スズキ・バレーノはリッター100psオーバー!
新しいファミリーカー像を提供できるか
スズキの新型車「バレーノ」は、「スイフト」の後席を拡大したファミリー向けの車です。昨年の東京モーターショーでも「iK-2」として展示されていましたが、その市販バージョンがいよいよ公開されます。お披露目の舞台はジュネーブ・モーターショーです。
トップ画像の出典: netcarshow.com
目次
バレーノに搭載されるエンジン
エンジンは新開発の「1.0 Booster Jet」が搭載されます。直列3気筒・直噴ターボで、パワーは110ps、トルクは17.3kgf・mを発揮します。
Eco Boostとの比較
1リッターの3気筒直噴ターボというと、フォードのEco Boostが真っ先に思い浮かびます。ダウンサイジングターボのトレンドを決定づけたエンジンです。
VWもポロ・ブルーモーションに、3気筒直噴ターボを搭載しています。それぞれのパワーとトルクを比べてみましょう。
メーカー | エンジン | パワー(ps) | トルク(kgf・m) |
---|---|---|---|
スズキ | 1.0 Booster Jet | 110 | 17.3 |
フォード | 1.0 Eco Boost | 100 | 17.3 |
VW | CHZ | 95 | 16.3 |
スズキの「1.0 Booster Jet」は、競合する他のエンジンを凌ぐ性能です。今後しばらくは、スズキの主力エンジンとして活躍することでしょう。
バレーノにも「Sエネチャージ」?
バレーノの話に戻ると、上記の「1.0 Booster Jet」の他に、4気筒の「1.2 SHVS(Suzuki Smart Hybrid System)」の搭載が予定されています。
carscoops.comによると、「SHVSはスタータージェネレーターにリチウムイオン電池をつなげたもの」と説明されているので、おそらくソリオバンディットの「マイルドハイブリッド」のことではないかと思いますが、今のところ詳細は不明です。
リッター100psオーバーのすごさ
日本製の自然吸気(NA)エンジンでリッター当たり100psを初めて突破したのは、ホンダのB16A型エンジンでした。現在でもNAでリッター当たり100psオーバーのエンジンは、スポーツモデルや高級車に限定されています。
ではターボなら簡単に達成できるかというと、意外にそうとも言えないのです。
日本製のターボ車でリッター100psオーバーを達成したのは、GT-R、ランエボ、インプレッサWRX、シルビア、MR2などのスポーツモデルに限られています。

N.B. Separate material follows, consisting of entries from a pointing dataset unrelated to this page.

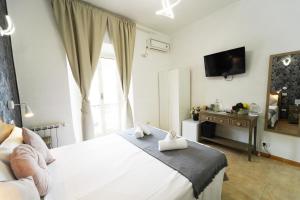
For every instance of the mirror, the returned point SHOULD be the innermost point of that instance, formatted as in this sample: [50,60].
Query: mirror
[283,96]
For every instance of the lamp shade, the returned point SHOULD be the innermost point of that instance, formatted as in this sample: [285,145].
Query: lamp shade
[28,112]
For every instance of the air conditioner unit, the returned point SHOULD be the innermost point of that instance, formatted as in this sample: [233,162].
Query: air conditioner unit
[158,45]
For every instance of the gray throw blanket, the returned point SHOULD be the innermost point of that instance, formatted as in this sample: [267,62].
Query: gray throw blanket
[198,163]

当然高価ですし、燃費を考慮せずパワーだけを重視した結果ですから、「高効率」とはとても言えません。
国産のリッター100psオーバー車としては、他にスカイライン200GT-tと直噴ターボのクラウンアスリートが挙げられます。しかしどちらも実用車ではなく高級車ですし、スカイラインのエンジンにいたってはメルセデス製です。
最近は国産実用車にもターボモデルが増えましたが、直噴ターボを搭載したステップワゴンがちょうどリッター100ps、オーリス120Tはリッター100psに届きません。

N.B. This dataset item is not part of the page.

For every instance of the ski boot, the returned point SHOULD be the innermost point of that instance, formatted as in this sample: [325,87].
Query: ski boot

つまり実用車向けエンジンでのリッター100ps超えは、国産エンジンの大きな壁だったのです。
スズキの「1.0 Booster Jet」は、実用車向けエンジンでありながらその壁を初めて突破した国産エンジンであり、スズキの技術力の結晶と言えるでしょう。
これからのスズキのエンジンラインナップ
すでに欧州版スズキ・ビターラには、「1.4 Booster Jet」搭載モデルが追加されました。こちらは138ps、22.4kgf・mというスペックです。数字だけ見れば、次期スイフトスポーツに搭載されてもおかしくないエンジンです。
次期スイスポにも!? スズキの新型1.4Lターボについて | 車知楽
とはいえ「1.0 Booster Jet」が、NAの「1.2 Dual Jet」と置き換わることはないでしょう。「1.2 Dual Jet」は開発されて日が浅いですし、パワー・トルクでは「1.0 Booster Jet」の方が上でも、燃費面では「1.2 Dual Jet + マイルドハイブリッド」の方が優れているはず※1 だからです。

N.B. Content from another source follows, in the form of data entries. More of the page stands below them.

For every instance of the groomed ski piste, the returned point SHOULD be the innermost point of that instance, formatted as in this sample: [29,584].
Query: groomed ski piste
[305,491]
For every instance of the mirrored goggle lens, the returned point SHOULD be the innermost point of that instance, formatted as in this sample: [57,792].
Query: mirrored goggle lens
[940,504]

「1.0 Booster JET」はベーシック、「1.2 Dual Jet」は燃費重視、そして「1.4 Booster JET」はスポーツといった形で、各グレードを差別化するために使い分けられると思います。
直4 2.4L NAはどうなる?
エスクードに搭載されている2.4L NAはどうなるのでしょうか。この「J24B」型エンジンはスズキ・キザシに搭載されたときにリファインされているものの、今年で登場から丸10年になります。性能面でも陳腐化していますし、そろそろ新型が登場してもおかしくはありません。
フォードには「1.6L Eco Boost」、VWには「1.8 TSI」があります。スズキが1.6〜1.8Lの直噴ターボユニットを作る可能性は、十分にあると見てよいでしょう。